In the case of determining which iMAT threshold combinations were carried forward to be applied to the CyanoExpress datasets, raw normalised read counts were used as input (Young et al., 2011). Since iMAT relies on percentile-based discretisation of the input data, outputs and optimal thresholds are equivalent to those which are applied to fold-change transcript data. Gene mapping to the metabolic model required conversion of accessions using the ASM972v1 genome assembly: https://www.ncbi.nlm.nih.gov/datasets/genome/GCF_000009725.1/.
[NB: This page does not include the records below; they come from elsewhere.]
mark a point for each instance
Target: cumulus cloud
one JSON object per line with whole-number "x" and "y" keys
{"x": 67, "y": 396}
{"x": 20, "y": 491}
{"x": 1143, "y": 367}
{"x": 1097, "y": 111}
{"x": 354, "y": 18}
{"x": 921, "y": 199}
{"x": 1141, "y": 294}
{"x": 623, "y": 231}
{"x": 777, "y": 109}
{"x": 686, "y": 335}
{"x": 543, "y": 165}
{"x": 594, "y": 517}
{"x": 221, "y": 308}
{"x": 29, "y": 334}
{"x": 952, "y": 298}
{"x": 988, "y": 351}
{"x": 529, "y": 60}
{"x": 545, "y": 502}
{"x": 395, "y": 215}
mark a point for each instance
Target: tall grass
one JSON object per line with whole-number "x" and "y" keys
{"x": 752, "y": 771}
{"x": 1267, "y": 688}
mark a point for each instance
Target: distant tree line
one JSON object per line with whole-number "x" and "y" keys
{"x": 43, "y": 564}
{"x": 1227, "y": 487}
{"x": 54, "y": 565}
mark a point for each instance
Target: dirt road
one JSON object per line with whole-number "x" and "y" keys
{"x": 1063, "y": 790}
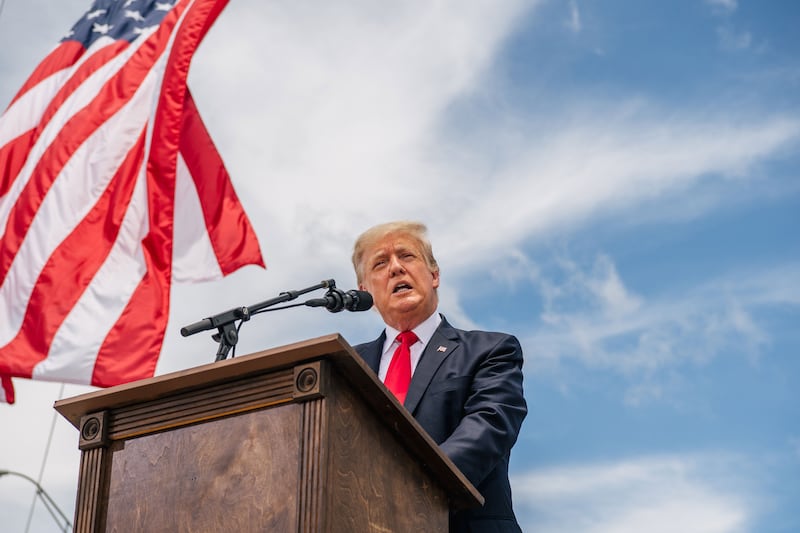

2.7 Growth rate derivation

Since absolute growth rate determination is not possible from optical density data alone, we derived estimates for relative growth rates. These relative growth rate traces were derived by inferring values from fitted OD curves (Figure 2A). For each OD plot, either an exponential, exponential rise, or logistic curve. The fitted curve’s parameters were used to estimate the growth rate as outlined below.

Figure 2

Diagram with two panels. Panel (A) depicts a workflow for biomass prediction involving prediction through integration, biomass optimization, and growth rate traces compared using DTW distance with target experimental data. Panel (B) shows line graphs for varying gamma values (1 to 5) with corresponding DTW values, illustrating biomass prediction over time. A bar chart is present showing the P-Value against gamma values, decreasing initially, reaching a minima at gamma=2.5, then increasing and stabilizing.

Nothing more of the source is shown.